O trabalhador foi admitido em 1991 e dispensado em abril de 2025. Na ação trabalhista, alegou ter sido contratado como operador de video tape, mas que, ao longo do contrato, passou a exercer simultaneamente atividades de técnico de imagens II e outras atribuições vinculadas a setor diverso. A última alteração registrada em sua Carteira de Trabalho e Previdência Social (CTPS) foi para o cargo de diretor de imagens.

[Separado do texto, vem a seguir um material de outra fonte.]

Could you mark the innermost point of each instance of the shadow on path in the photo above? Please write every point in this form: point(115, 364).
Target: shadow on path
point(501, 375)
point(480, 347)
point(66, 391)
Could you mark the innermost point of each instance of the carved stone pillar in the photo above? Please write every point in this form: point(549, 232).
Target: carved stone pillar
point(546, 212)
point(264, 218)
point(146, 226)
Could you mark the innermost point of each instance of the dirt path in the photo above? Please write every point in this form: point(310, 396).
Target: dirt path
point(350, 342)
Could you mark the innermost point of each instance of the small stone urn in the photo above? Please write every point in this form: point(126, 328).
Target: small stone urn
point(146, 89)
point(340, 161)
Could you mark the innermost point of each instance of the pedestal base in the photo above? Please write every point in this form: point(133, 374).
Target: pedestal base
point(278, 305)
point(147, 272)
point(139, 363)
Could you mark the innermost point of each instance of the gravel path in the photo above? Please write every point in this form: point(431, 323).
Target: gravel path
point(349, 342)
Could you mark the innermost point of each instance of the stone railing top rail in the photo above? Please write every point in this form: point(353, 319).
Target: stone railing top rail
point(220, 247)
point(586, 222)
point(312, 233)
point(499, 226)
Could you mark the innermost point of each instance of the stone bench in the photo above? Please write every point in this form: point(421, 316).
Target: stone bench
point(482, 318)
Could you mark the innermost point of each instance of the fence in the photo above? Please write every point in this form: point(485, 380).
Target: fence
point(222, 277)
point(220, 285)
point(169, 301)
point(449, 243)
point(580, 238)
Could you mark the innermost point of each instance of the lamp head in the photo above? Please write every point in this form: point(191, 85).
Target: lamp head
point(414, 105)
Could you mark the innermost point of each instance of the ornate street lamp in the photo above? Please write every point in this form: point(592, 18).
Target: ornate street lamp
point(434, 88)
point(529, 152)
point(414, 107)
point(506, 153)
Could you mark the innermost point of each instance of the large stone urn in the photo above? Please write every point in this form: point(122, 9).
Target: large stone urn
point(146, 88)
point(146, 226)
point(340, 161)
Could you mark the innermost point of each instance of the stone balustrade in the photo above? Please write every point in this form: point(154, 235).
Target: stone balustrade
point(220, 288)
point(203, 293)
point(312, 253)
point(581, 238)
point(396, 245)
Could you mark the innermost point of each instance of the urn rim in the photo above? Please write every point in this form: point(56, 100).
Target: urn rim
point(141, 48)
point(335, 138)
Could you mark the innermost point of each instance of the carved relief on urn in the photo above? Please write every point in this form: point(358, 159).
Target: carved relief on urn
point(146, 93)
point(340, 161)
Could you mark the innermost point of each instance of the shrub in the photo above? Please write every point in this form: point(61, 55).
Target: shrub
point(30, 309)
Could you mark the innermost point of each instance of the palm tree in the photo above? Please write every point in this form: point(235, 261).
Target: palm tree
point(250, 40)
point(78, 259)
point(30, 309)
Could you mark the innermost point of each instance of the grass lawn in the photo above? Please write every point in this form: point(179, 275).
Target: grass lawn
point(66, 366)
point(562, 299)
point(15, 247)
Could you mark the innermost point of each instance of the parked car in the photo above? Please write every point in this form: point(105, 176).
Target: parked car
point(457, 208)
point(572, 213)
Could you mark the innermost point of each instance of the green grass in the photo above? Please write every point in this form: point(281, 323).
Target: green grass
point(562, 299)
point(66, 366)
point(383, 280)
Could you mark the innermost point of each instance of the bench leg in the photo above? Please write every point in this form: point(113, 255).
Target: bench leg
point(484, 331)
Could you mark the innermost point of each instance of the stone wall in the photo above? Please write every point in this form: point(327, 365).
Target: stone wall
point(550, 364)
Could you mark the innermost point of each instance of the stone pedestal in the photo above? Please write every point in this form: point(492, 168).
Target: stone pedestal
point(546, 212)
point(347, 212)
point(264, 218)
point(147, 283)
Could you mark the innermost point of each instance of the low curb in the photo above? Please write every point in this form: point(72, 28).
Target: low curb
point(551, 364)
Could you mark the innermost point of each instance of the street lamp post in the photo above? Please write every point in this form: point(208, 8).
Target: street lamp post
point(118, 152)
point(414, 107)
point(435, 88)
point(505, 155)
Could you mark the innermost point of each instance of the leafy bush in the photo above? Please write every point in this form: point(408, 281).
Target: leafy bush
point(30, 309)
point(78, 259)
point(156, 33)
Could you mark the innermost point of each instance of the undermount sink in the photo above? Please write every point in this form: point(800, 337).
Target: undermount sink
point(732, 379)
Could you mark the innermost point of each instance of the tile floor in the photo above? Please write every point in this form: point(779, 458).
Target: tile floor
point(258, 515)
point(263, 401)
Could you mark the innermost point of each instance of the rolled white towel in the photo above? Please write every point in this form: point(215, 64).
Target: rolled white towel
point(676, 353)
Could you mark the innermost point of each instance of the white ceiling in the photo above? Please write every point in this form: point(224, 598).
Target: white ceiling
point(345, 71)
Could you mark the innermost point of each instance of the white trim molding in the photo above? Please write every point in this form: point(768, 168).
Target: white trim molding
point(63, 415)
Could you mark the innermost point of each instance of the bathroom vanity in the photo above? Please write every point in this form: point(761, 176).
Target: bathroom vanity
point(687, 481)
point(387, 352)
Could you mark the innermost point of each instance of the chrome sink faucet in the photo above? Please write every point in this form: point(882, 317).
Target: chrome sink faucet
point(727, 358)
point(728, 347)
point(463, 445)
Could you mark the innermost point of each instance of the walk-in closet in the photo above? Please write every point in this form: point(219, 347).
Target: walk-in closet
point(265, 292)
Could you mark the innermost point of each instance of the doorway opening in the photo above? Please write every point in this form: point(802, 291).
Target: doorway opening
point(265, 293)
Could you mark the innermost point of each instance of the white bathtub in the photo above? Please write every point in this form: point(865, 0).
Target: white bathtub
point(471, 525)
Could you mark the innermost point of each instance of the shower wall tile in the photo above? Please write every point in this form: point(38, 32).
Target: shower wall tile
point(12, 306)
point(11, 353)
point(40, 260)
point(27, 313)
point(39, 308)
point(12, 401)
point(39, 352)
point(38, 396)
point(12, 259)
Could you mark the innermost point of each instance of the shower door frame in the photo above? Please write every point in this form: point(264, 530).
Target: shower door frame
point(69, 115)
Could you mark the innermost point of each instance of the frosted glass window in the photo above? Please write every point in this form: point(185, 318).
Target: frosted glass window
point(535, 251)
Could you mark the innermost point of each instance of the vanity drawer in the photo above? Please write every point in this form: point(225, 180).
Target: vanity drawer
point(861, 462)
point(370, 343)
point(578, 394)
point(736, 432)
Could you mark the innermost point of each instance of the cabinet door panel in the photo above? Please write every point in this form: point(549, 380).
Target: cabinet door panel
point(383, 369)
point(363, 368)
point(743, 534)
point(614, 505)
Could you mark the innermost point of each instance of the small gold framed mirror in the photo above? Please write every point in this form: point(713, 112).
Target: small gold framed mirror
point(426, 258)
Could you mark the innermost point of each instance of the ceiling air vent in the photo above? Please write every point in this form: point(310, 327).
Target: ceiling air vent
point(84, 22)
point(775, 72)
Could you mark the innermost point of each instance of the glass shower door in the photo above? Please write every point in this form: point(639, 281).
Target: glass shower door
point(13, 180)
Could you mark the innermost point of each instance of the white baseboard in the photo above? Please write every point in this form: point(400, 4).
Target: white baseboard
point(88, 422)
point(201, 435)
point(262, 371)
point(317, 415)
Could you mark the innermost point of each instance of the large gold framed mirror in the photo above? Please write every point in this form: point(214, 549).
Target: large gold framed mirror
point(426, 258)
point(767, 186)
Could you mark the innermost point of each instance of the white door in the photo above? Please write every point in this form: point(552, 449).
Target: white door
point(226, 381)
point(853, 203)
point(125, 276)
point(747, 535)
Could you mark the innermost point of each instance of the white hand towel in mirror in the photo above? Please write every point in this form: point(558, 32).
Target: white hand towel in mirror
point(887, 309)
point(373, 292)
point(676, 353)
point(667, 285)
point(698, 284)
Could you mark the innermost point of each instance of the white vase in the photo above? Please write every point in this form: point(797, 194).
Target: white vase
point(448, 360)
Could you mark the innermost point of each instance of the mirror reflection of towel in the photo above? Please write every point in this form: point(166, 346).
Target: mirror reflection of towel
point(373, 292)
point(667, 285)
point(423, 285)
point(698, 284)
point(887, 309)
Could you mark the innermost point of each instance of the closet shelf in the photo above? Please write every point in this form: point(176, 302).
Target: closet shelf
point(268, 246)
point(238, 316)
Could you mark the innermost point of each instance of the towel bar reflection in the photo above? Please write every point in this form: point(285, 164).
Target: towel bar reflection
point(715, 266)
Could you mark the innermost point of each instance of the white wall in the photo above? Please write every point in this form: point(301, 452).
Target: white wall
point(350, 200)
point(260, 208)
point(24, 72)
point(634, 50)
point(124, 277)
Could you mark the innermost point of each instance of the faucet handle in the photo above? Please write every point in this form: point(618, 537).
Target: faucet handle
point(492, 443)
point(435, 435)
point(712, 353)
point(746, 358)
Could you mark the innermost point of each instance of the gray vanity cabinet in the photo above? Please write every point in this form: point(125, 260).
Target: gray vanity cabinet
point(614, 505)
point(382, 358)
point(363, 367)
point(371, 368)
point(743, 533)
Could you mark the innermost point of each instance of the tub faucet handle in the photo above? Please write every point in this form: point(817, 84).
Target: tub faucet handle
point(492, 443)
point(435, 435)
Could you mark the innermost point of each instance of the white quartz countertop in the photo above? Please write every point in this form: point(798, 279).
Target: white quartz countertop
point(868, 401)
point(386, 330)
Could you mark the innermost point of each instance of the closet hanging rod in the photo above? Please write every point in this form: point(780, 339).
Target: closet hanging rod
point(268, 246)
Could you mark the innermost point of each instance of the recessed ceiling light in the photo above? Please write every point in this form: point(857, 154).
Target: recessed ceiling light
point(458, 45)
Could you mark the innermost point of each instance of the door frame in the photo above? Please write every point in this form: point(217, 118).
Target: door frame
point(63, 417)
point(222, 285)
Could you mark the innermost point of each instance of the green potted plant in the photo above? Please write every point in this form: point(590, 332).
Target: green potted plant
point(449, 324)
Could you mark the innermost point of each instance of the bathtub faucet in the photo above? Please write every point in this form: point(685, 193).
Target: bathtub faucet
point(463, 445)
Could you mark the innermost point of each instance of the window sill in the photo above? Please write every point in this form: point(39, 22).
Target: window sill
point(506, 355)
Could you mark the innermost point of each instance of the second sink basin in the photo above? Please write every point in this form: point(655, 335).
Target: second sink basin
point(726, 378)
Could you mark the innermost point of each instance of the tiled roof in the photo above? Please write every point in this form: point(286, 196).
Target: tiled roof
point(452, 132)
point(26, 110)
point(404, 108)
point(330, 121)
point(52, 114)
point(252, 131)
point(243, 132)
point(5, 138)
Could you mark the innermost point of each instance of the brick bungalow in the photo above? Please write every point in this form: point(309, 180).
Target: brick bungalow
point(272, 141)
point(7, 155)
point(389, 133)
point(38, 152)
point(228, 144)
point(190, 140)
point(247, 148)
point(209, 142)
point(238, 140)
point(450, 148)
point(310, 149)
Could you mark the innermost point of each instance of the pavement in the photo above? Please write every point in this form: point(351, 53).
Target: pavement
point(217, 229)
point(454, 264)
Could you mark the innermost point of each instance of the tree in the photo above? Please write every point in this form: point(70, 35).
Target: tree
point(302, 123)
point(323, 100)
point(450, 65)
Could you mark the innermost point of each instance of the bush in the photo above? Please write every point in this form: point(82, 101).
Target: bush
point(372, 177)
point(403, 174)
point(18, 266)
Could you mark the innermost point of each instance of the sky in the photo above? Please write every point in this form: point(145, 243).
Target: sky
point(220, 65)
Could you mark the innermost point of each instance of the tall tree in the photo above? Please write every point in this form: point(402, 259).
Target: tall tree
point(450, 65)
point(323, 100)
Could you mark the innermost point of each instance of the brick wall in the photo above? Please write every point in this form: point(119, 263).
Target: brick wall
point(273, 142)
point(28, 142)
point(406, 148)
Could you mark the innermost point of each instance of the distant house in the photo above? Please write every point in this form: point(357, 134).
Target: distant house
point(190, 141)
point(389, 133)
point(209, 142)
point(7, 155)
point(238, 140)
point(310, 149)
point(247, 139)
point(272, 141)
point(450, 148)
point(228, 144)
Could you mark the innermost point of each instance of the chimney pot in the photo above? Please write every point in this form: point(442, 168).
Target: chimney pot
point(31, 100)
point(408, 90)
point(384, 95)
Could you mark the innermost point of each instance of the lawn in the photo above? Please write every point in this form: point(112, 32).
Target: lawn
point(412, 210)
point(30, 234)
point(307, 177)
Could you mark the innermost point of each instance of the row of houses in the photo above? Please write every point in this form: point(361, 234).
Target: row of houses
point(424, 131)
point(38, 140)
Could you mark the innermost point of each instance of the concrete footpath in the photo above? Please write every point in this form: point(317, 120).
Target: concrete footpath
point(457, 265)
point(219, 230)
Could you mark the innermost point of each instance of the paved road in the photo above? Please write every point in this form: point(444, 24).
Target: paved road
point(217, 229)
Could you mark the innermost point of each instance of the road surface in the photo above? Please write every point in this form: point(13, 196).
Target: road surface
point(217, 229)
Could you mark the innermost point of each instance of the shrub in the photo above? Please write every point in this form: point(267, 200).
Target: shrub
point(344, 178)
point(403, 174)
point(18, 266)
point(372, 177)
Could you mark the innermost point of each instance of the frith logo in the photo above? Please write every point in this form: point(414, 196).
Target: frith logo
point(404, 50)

Em defesa, a empresa sustentou que o empregado sempre atuou como técnico de imagens II e negou o exercício de funções em outros setores. Contudo, a prova testemunhal indicou que o radialista desempenhava atribuições típicas de diretor de imagens, atividade ligada ao setor de produção, além de exercer a função de operador de mídia audiovisual, vinculada ao setor técnico.

A profissão de radialista é regulamentada pela Lei nº 6.615/1978, que divide a atividade em três categorias: administração, produção e técnica. A legislação proíbe o exercício de atividades em setores diferentes sob um único contrato de trabalho. Com base nessa norma e em jurisprudência consolidada do TST, o relator do acórdão, desembargador Edmilson Antonio de Lima, destacou que o exercício de funções em setores distintos “impõe o reconhecimento da existência de dois vínculos empregatícios, não apenas o pagamento do adicional por acúmulo de funções”.

O Juízo de Primeiro Grau havia reconhecido apenas o direito ao adicional por acúmulo de função. No entanto, ao analisar o recurso, a 1ª Turma do TRT-PR concluiu que ficou comprovado o desempenho de atividades nos setores de Produção e Técnica, o que justifica o reconhecimento de dois contratos.

Como não foi possível precisar a data exata de início do segundo vínculo, o Colegiado fixou fevereiro de 2006 como marco inicial, correspondente à data de admissão da testemunha com contrato mais antigo ouvida no processo. A empresa deverá anotar o segundo contrato na CTPS do trabalhador para o cargo de Operador de Mídia Audiovisual, com salário correspondente ao valor contemporâneo à época da admissão na função.

A decisão também determina o pagamento das diferenças salariais relativas ao segundo vínculo durante todo o período imprescrito, com reflexos em férias, 13º salário e Fundo de Garantia do Tempo de Serviço (FGTS).